Go to the previous, next section.

Patterns

Patterns in awk control the execution of rules: a rule is executed when its pattern matches the current input record. This chapter tells all about how to write patterns.

Kinds of Patterns

Here is a summary of the types of patterns supported in awk.

/regular expression/
A regular expression as a pattern. It matches when the text of the input record fits the regular expression. (See section Regular Expressions as Patterns.)

expression
A single expression. It matches when its value, converted to a number, is nonzero (if a number) or nonnull (if a string). (See section Expressions as Patterns.)

pat1, pat2
A pair of patterns separated by a comma, specifying a range of records. (See section Specifying Record Ranges with Patterns.)

BEGIN
END
Special patterns to supply start-up or clean-up information to awk. (See section BEGIN and END Special Patterns.)

null
The empty pattern matches every input record. (See section The Empty Pattern.)

Regular Expressions as Patterns

A regular expression, or regexp, is a way of describing a class of strings. A regular expression enclosed in slashes (`/') is an awk pattern that matches every input record whose text belongs to that class.

The simplest regular expression is a sequence of letters, numbers, or both.
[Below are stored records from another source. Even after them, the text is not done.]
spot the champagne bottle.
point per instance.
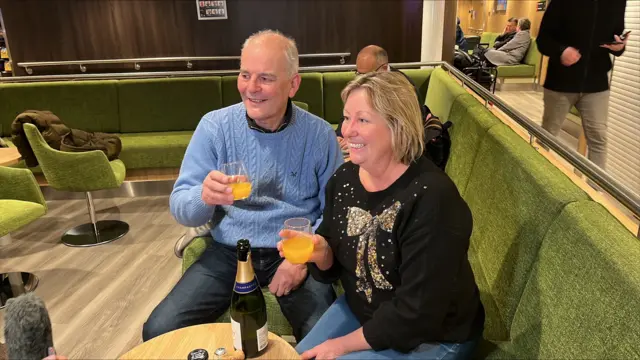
(248, 309)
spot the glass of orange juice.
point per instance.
(297, 249)
(240, 183)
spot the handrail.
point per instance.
(28, 66)
(163, 74)
(620, 192)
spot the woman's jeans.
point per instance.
(339, 321)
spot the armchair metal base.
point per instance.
(14, 284)
(95, 232)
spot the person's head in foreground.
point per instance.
(395, 232)
(268, 76)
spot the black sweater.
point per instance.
(424, 290)
(584, 25)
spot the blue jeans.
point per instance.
(339, 321)
(203, 293)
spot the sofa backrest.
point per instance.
(470, 123)
(85, 105)
(154, 105)
(582, 297)
(515, 194)
(443, 90)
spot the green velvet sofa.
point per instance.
(530, 66)
(558, 275)
(155, 118)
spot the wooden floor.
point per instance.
(99, 297)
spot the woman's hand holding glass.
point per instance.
(299, 246)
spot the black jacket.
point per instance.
(584, 25)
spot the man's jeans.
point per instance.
(203, 293)
(339, 321)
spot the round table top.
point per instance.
(179, 343)
(9, 156)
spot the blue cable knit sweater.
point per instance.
(288, 171)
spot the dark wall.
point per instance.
(58, 30)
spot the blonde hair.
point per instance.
(392, 96)
(290, 48)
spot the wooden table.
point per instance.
(9, 156)
(179, 343)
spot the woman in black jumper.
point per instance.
(395, 231)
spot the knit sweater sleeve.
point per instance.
(433, 243)
(186, 203)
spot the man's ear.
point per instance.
(295, 85)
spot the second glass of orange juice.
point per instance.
(298, 249)
(240, 184)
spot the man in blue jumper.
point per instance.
(290, 155)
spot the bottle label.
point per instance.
(263, 336)
(236, 333)
(245, 288)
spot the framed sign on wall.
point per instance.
(212, 10)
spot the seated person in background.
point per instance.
(460, 39)
(373, 58)
(515, 50)
(509, 32)
(289, 155)
(396, 232)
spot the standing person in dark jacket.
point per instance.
(576, 36)
(396, 232)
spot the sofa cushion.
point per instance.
(514, 194)
(85, 105)
(154, 150)
(520, 70)
(150, 105)
(443, 90)
(583, 295)
(310, 92)
(471, 121)
(333, 83)
(420, 78)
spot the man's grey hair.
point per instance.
(290, 50)
(524, 24)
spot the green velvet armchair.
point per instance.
(81, 172)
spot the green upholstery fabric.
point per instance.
(21, 201)
(583, 295)
(311, 92)
(521, 70)
(333, 84)
(514, 194)
(443, 90)
(85, 105)
(230, 94)
(488, 38)
(278, 324)
(81, 171)
(420, 78)
(471, 121)
(154, 150)
(151, 105)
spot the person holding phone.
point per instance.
(579, 38)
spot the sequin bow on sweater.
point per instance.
(361, 223)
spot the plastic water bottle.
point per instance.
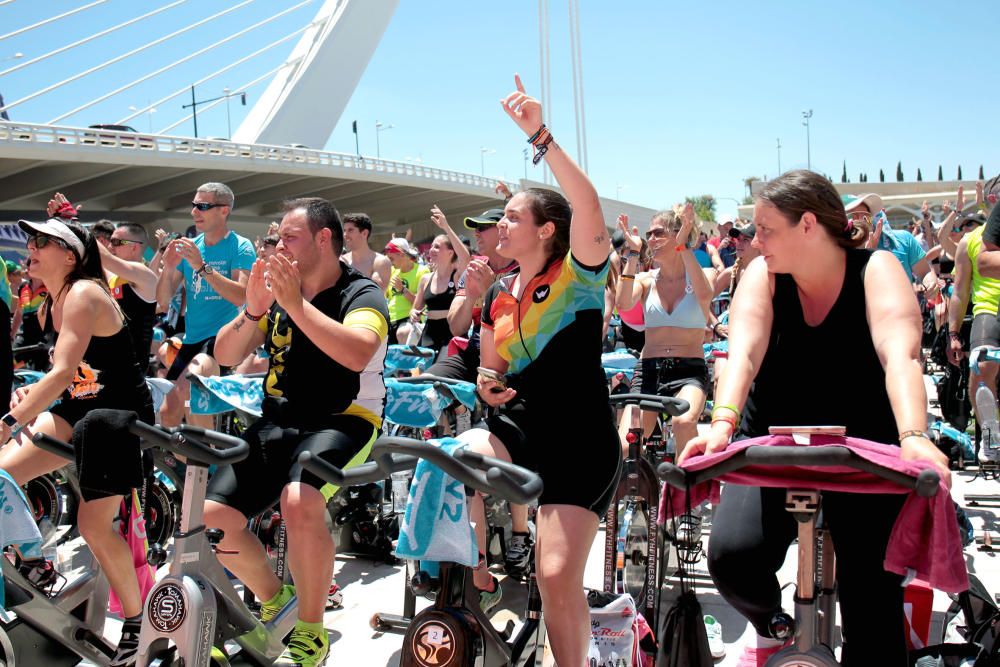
(989, 423)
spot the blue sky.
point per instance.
(682, 98)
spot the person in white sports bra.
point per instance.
(676, 298)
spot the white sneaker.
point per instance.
(714, 630)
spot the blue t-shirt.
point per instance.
(904, 246)
(207, 311)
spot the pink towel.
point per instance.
(925, 539)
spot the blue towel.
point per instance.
(213, 395)
(436, 524)
(419, 405)
(17, 526)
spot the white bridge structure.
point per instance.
(149, 177)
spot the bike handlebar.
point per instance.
(926, 483)
(672, 406)
(483, 473)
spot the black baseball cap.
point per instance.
(490, 217)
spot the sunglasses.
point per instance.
(117, 243)
(205, 206)
(42, 240)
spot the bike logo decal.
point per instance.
(433, 644)
(166, 608)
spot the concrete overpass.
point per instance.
(150, 179)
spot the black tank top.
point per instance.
(139, 318)
(827, 375)
(443, 300)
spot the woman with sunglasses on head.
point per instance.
(676, 298)
(92, 367)
(823, 333)
(436, 289)
(540, 352)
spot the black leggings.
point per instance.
(751, 532)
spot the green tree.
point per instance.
(704, 207)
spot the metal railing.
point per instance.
(13, 133)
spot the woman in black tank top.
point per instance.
(93, 367)
(821, 333)
(436, 290)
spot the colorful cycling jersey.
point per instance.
(984, 292)
(305, 380)
(399, 305)
(207, 310)
(555, 329)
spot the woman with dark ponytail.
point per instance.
(93, 367)
(822, 332)
(541, 369)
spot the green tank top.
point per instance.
(985, 292)
(399, 306)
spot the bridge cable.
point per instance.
(126, 55)
(186, 58)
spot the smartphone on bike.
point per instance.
(808, 430)
(495, 376)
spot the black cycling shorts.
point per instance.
(665, 376)
(186, 355)
(985, 331)
(578, 456)
(256, 482)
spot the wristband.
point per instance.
(914, 433)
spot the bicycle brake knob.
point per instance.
(782, 626)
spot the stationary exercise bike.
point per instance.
(454, 632)
(812, 630)
(633, 541)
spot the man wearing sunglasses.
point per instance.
(214, 266)
(132, 283)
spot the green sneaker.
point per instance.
(490, 599)
(270, 609)
(306, 648)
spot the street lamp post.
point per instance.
(379, 128)
(807, 115)
(483, 151)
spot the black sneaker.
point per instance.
(128, 645)
(39, 572)
(518, 554)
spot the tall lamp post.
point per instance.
(379, 128)
(806, 115)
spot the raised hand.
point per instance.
(524, 110)
(438, 218)
(259, 297)
(632, 239)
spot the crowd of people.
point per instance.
(525, 317)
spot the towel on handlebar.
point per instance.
(17, 525)
(107, 455)
(212, 395)
(436, 523)
(419, 404)
(925, 540)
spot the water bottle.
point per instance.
(989, 422)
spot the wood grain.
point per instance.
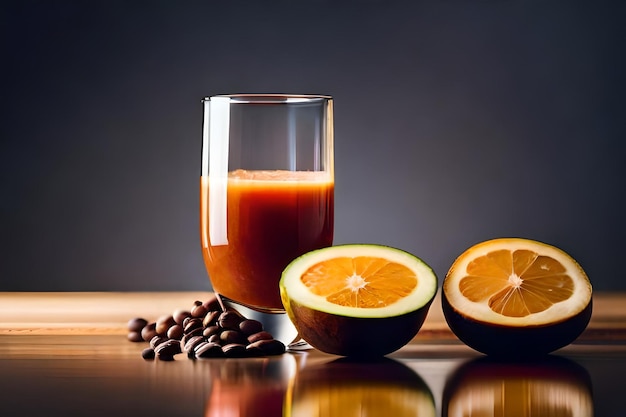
(108, 312)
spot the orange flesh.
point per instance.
(363, 281)
(518, 283)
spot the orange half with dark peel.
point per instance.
(516, 297)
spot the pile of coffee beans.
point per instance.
(204, 331)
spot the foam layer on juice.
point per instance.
(281, 176)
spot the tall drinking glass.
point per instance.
(266, 196)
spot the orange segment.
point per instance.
(363, 281)
(516, 283)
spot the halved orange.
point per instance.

Such a regexp matches any string that contains that sequence. Thus, the regexp `foo' matches any string containing `foo'. Therefore, the pattern /foo/ matches any input record containing `foo'. Other kinds of regexps let you specify more complicated classes of strings.

How to Use Regular Expressions

A regular expression can be used as a pattern by enclosing it in slashes. Then the regular expression is matched against the entire text of each record. (Normally, it only needs to match some part of the text in order to succeed.) For example, this prints the second field of each record that contains `foo' anywhere:

awk '/foo/ { print $2 }' BBS-list

Regular expressions can also be used in comparison expressions. Then you can specify the string to match against; it need not be the entire current input record. These comparison expressions can be used as patterns or in if, while, for, and do statements.

exp ~ /regexp/
This is true if the expression exp (taken as a character string) is matched by regexp. The following example matches, or selects, all input records with the upper-case letter `J' somewhere in the first field:

awk '$1 ~ /J/' inventory-shipped

So does this:

awk '{ if ($1 ~ /J/) print }' inventory-shipped

exp !~ /regexp/
This is true if the expression exp (taken as a character string) is not matched by regexp. The following example matches, or selects, all input records whose first field does not contain the upper-case letter `J':

awk '$1 !~ /J/' inventory-shipped

The right hand side of a `~' or `!~' operator need not be a constant regexp (i.e., a string of characters between slashes). It may be any expression. The expression is evaluated, and converted if necessary to a string; the contents of the string are used as the regexp. A regexp that is computed in this way is called a dynamic regexp. For example:

identifier_regexp = "[A-Za-z_][A-Za-z_0-9]+"
$0 ~ identifier_regexp

sets identifier_regexp to a regexp that describes awk variable names, and tests if the input record matches this regexp.

Regular Expression Operators

You can combine regular expressions with the following characters, called regular expression operators, or metacharacters, to increase the power and versatility of regular expressions.

Here is a table of metacharacters. All characters not listed in the table stand for themselves.

^
This matches the beginning of the string or the beginning of a line within the string. For example:

^@chapter

matches the `@chapter' at the beginning of a string, and can be used to identify chapter beginnings in Texinfo source files.

$
This is similar to `^', but it matches only at the end of a string or the end of a line within the string. For example:

p$

matches a record that ends with a `p'.

.
This matches any single character except a newline. For example:

.P

matches any single character followed by a `P' in a string. Using concatenation we can make regular expressions like `U.A', which matches any three-character sequence that begins with `U' and ends with `A'.

[...]
This is called a character set. It matches any one of the characters that are enclosed in the square brackets. For example:

[MVX]

matches any one of the characters `M', `V', or `X' in a string.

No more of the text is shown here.